• FYROM: UN seeks Easter breakthrough but rally by opponents keeps talks on edge
• Tsakalotos sees post-bailout surveillance easing slowly
• IMF praises work on debt relief but still remains unchanged on participation
• Larco loses appeal on illegal aid repayment
# Greek organizers of Sunday’s rally in Athens opposing a compromise with FYROM, renewed their pledge to draw a million people to the event, and political leaders continued their public spat on how best to handle the negotiations.
But a U.N. envoy said that the Balkan neighbours could resolve their differences as early as Easter. “I am very optimistic. There is a window of opportunity,” envoy Matthew Nimetz said after talks in Skopje. “I think we should go forward quickly and move to a solution in the next couple of months.”
# Greek Foreign Minister Nikos Kotzias also told Reuters in an interview that he expected the long-standing name dispute to be settled by June.
While negotiations remain confident in public, officials in Athens said they were disappointed by remarks by Nimetz and Nikola Dimitrov, FYROM’s foreign minister, regarding FYROM’s national identity. “No one, not our Greek neighbours, or anyone else in Europe can in the 21st century deprive us of our right to be Macedonians and speak the Macedonian language,” Dimitrov said.
Back in Greece, opposition leader Kyriakos Mitsotakis, kept up his attacks on the government while on a tour of the Peloponnese. “When you go into a negotiation, the first thing you check is whether the other side can deliver on what they are offering. That didn’t happen,” Mitsotakis said. “The government has made unforgivable mistakes.”
# Post-bailout Greece will seek a gradual easing of international supervision of its finances, while the tax burden on the middle class will also be reduced slowly, Finance Minister Euclid Tsakalotos said in a television interview. “I want to be frank. We expect that surveillance will slowly turn into surveillance-oversight for our targets,” he told private Alpha TV. “We have agreed on a clean exit and there is no need for a precautionary credit line.”
Tsakalotos spoke after Declan Costello, the European Commission’s mission chief in Greece, was quoted as saying in a briefing to Dutch lawmakers that Greece would require another decade of major structural reforms to ensure sustainable growth. “What Costello says, exists. But there are many in the Euroarea who say… enough with the austerity” Tsakalotos claimed.

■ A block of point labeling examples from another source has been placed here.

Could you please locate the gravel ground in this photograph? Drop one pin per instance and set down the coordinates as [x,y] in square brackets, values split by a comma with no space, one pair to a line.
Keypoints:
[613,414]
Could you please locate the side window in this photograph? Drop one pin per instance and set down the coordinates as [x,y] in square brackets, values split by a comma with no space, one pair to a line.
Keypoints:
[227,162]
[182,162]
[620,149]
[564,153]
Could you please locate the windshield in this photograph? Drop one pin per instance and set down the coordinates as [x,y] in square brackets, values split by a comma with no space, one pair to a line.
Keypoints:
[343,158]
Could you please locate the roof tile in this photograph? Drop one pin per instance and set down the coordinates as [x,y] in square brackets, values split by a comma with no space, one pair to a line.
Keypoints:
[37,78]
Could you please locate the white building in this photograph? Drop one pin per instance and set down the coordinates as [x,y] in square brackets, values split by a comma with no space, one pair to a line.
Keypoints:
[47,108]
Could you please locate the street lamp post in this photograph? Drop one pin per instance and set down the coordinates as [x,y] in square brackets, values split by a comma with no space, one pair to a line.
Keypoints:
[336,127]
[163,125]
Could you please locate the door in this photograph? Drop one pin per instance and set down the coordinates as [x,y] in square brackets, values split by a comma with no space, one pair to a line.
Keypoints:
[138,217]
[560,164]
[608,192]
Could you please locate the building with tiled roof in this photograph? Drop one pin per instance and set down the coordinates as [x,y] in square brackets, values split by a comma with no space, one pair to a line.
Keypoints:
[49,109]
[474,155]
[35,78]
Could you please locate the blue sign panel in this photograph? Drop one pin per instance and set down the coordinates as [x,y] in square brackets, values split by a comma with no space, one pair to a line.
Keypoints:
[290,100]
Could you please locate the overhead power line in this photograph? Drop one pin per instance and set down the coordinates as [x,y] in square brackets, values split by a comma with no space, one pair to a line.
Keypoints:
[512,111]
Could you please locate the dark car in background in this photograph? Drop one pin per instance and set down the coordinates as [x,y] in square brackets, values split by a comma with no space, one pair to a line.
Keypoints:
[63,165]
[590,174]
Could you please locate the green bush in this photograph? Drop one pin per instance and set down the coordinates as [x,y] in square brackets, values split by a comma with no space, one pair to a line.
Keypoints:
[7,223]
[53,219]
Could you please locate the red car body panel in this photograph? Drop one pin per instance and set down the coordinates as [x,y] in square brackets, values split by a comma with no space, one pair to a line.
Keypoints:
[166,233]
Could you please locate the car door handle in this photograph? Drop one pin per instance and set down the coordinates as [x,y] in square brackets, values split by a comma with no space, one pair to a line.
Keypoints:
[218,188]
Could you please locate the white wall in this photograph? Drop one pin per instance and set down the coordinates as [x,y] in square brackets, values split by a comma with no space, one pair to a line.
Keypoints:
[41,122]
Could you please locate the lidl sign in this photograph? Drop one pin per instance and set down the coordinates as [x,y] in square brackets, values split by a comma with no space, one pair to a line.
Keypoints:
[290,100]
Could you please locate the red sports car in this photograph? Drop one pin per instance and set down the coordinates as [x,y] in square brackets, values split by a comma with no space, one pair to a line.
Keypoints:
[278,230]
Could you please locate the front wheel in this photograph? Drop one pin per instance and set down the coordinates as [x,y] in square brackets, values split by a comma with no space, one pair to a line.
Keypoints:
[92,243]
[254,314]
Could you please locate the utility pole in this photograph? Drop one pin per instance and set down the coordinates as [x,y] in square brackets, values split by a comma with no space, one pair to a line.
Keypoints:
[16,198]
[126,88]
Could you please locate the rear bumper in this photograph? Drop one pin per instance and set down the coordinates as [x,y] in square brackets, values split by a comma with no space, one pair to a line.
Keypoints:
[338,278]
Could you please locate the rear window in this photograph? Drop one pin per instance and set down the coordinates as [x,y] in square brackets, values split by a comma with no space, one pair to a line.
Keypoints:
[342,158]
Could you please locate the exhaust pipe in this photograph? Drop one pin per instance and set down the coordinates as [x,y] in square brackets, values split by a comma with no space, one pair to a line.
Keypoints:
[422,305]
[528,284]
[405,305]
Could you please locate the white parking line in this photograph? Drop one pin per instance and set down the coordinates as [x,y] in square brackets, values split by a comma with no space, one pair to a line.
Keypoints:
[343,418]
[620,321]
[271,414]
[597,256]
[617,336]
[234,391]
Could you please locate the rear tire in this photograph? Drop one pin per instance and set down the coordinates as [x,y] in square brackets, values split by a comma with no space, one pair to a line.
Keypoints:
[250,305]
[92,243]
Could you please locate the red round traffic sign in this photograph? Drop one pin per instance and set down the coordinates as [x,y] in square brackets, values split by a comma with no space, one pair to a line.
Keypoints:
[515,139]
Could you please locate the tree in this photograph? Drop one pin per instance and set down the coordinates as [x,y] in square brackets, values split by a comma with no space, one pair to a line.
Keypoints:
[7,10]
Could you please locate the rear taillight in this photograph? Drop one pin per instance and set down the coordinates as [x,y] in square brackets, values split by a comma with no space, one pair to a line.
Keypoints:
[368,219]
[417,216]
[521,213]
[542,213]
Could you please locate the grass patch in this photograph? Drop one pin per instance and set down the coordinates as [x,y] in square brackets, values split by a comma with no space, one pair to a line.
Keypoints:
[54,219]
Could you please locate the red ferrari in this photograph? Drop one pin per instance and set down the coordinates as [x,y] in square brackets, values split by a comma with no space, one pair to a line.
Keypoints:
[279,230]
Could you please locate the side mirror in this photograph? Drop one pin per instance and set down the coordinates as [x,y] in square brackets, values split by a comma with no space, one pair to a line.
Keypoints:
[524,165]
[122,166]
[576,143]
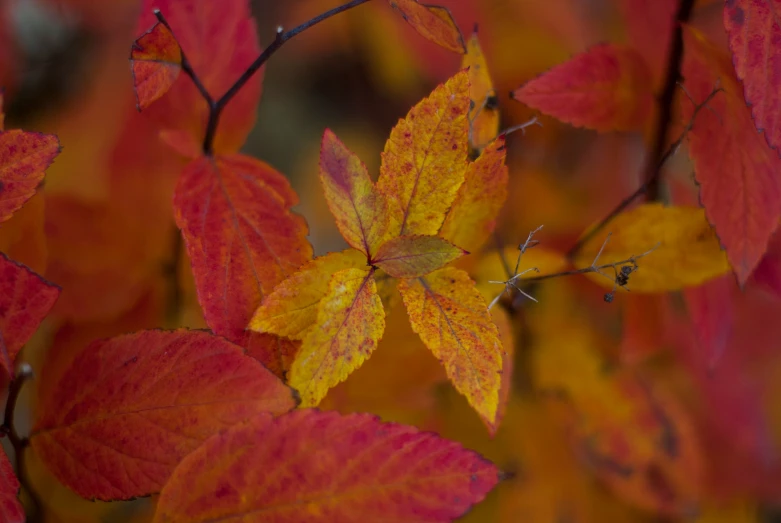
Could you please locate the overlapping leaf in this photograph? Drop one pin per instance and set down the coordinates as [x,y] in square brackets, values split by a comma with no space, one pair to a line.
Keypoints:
[736,169]
[366,471]
[128,409]
[607,88]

Referring to remarks by the former Eurogroup president Jeroen Dijsselbloem and the former president of the Εuroworking group Thomas Wieser that only recently and during the second Syriza government, the Greek Authorities took the ownership of their programme, the Greek MinFin said: “When they say things were easier with us, they mean that after our agreement we implemented what we promised without playing tricks.”

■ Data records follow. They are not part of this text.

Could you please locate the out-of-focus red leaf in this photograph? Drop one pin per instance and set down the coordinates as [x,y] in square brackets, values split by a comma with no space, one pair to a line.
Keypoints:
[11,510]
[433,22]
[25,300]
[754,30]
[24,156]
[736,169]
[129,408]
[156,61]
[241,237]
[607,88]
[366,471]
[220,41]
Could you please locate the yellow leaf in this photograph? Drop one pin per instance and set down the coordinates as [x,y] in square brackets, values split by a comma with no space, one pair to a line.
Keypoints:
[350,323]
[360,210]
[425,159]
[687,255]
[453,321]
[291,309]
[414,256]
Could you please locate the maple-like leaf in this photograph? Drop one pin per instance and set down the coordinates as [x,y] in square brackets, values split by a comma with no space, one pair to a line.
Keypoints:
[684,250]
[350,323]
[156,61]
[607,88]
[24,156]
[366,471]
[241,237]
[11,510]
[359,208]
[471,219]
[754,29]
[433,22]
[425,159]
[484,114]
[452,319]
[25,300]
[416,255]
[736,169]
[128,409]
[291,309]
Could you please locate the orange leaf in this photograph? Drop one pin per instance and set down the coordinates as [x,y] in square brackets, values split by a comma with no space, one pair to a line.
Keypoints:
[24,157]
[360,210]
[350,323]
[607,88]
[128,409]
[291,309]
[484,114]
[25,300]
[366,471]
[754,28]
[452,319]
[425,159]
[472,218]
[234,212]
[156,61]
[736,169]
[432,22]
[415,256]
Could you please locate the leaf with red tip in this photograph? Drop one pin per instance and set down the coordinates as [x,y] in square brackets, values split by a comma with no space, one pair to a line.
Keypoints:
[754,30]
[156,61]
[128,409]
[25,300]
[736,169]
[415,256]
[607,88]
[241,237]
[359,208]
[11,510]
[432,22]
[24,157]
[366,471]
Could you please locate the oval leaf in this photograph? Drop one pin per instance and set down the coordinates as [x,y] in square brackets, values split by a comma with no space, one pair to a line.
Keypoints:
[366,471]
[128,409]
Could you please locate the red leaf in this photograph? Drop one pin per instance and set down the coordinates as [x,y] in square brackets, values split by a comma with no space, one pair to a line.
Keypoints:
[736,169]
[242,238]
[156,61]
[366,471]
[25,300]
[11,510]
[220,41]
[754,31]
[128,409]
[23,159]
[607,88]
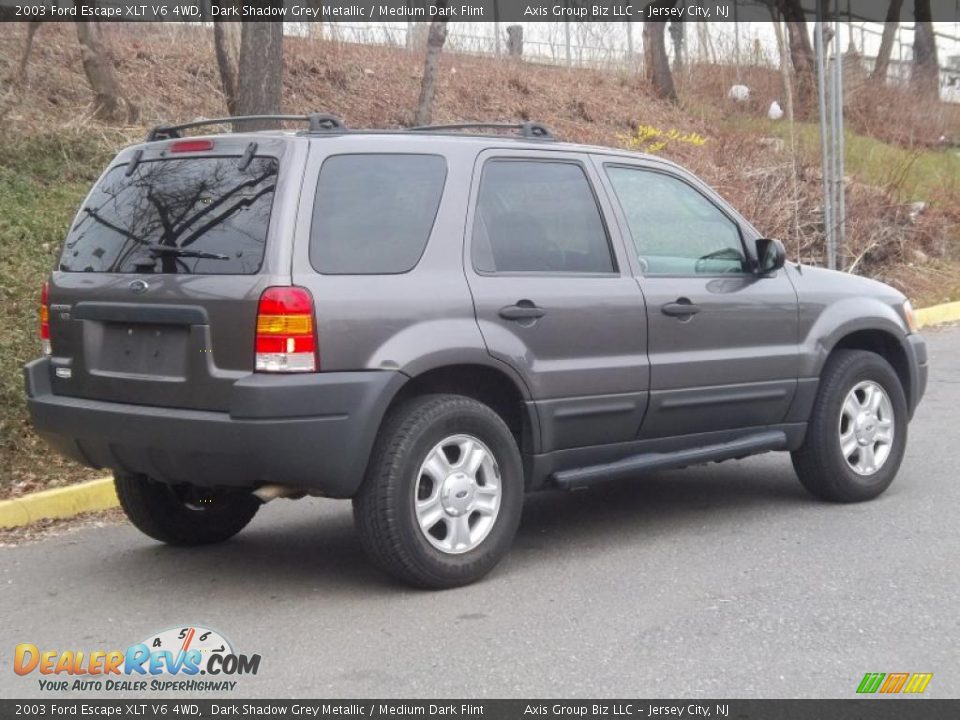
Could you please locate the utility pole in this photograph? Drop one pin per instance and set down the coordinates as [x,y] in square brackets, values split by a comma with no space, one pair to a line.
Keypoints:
[830,101]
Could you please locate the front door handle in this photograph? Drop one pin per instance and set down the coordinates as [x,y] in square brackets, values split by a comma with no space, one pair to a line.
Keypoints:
[523,310]
[681,308]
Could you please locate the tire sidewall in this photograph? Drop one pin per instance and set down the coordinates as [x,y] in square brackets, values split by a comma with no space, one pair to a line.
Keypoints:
[489,429]
[852,484]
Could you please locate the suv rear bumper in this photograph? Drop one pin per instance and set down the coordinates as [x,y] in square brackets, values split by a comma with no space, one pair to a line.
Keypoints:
[312,430]
[918,363]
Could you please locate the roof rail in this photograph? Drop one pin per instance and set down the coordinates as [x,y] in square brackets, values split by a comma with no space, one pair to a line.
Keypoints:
[318,122]
[527,129]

# The IMF has not changed its position on joining Greece’s programme but is encouraged by technical work on debt relief, a spokesman said. “The conditions for activating the IMF programme have not changed. You’ll remember we have an agreement in principle on a program which is not yet activated,” spokesman William Murray said. But he added: “The January Eurogroup statement has accelerated technical work on the discussion on debt relief. We are working with our partners to arrive to at a positive outcome that will credibly alleviate Greece’s debt burden.”

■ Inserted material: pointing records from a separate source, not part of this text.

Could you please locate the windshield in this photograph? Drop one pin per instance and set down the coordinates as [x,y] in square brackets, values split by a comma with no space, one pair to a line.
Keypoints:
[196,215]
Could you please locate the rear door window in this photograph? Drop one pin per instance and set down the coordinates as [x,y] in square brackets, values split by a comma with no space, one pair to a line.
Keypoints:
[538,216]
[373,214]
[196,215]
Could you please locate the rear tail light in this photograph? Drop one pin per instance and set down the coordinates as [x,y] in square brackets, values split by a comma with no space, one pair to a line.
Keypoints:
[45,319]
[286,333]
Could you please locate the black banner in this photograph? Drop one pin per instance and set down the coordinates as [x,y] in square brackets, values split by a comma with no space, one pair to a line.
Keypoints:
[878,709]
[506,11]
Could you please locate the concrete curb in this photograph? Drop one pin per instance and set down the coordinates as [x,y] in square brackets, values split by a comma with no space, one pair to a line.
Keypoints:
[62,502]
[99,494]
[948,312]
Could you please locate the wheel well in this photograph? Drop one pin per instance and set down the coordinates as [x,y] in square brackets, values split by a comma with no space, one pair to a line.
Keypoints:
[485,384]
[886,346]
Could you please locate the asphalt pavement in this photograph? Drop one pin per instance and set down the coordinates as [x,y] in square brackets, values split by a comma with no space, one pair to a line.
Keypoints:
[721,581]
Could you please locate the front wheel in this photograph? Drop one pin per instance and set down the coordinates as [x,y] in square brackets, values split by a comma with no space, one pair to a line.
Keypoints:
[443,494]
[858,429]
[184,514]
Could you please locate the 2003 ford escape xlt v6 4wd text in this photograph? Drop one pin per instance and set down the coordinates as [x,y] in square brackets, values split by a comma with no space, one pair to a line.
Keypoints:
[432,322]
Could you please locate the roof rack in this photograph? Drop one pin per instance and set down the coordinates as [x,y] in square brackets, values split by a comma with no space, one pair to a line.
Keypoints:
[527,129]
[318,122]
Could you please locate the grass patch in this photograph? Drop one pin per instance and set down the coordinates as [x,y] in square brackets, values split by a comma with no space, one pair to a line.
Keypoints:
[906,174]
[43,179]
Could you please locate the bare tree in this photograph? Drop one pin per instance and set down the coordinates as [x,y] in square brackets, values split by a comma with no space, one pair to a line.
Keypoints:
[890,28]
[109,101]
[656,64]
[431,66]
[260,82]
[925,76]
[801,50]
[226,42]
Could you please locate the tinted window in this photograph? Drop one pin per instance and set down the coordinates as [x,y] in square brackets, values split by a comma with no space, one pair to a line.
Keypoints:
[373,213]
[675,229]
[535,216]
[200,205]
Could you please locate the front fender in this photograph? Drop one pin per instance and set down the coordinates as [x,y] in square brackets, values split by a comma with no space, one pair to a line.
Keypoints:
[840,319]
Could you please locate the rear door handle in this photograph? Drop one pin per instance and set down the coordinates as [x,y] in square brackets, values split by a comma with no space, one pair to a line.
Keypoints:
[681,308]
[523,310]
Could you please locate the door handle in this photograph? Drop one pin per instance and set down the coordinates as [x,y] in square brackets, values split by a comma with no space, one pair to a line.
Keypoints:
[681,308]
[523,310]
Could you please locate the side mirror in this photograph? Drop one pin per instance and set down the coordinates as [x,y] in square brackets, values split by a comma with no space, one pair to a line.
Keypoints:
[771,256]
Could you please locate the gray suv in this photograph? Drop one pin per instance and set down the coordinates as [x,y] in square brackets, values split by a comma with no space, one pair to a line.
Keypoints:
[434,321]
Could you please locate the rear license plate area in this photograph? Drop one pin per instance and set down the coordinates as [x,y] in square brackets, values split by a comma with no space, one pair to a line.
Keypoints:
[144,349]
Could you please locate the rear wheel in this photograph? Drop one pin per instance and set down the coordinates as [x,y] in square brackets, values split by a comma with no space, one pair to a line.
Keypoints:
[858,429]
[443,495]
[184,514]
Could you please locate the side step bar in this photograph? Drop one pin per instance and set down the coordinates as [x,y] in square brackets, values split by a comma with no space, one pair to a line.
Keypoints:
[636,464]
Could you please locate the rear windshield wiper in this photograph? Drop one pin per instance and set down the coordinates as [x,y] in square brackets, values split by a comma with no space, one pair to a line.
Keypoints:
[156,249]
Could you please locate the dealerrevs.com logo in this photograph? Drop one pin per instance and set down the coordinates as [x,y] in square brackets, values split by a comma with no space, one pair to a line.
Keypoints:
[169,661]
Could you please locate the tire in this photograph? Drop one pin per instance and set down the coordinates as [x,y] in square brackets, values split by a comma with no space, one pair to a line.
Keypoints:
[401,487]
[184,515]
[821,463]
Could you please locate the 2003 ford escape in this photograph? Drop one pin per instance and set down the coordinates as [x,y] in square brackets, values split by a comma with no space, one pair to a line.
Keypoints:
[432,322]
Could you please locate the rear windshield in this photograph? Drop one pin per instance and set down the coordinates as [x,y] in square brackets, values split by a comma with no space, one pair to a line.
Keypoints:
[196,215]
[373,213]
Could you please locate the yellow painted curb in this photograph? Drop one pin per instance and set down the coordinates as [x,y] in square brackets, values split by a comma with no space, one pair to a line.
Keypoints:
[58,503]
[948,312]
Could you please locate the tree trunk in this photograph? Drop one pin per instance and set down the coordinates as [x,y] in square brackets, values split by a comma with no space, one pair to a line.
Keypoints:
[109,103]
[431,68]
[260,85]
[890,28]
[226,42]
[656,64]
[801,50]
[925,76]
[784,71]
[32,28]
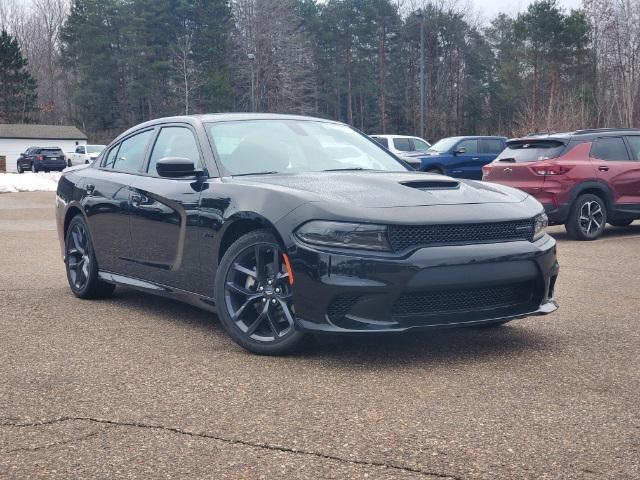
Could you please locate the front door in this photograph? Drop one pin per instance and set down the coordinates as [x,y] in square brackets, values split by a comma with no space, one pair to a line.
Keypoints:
[165,212]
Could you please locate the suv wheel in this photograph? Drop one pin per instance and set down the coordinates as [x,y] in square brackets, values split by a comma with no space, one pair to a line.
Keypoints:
[80,262]
[620,223]
[587,218]
[254,296]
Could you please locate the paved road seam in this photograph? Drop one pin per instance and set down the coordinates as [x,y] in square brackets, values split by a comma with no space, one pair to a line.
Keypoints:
[232,441]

# Greek metal producer Larco has lost an appeal at the European Union’s Court of Justice against an EU order to return EUR 136 million in state aid.
In the ruling, the judges rejected arguments made by the Larco General Mining & Metallurgical Company, and ordered it to pay legal costs.
The repayment order follows an investigation that ended in 2014 that concluded that the aid had given the company an unfair advantage and violated state aid rules. The company, the largest ferronickel producer in Europe, has been in financial trouble for years. But the EU investigation concluded that the money it received could not be considered as being part of a restructuring plan.
On our radar: University crime probe
A senior prosecutor has launched a preliminary investigation into reports of rife criminal activity on state university campus grounds.
The investigation is expected to concentrate on alleged drug trafficking and other offences at campuses, where police can only gain access under Greek law after receiving special permission from academic authorities.
Campus crime, and the use of university grounds by violent demonstrators has for years been a topic of heated political debate, with the conservative opposition promising to allow police greater access.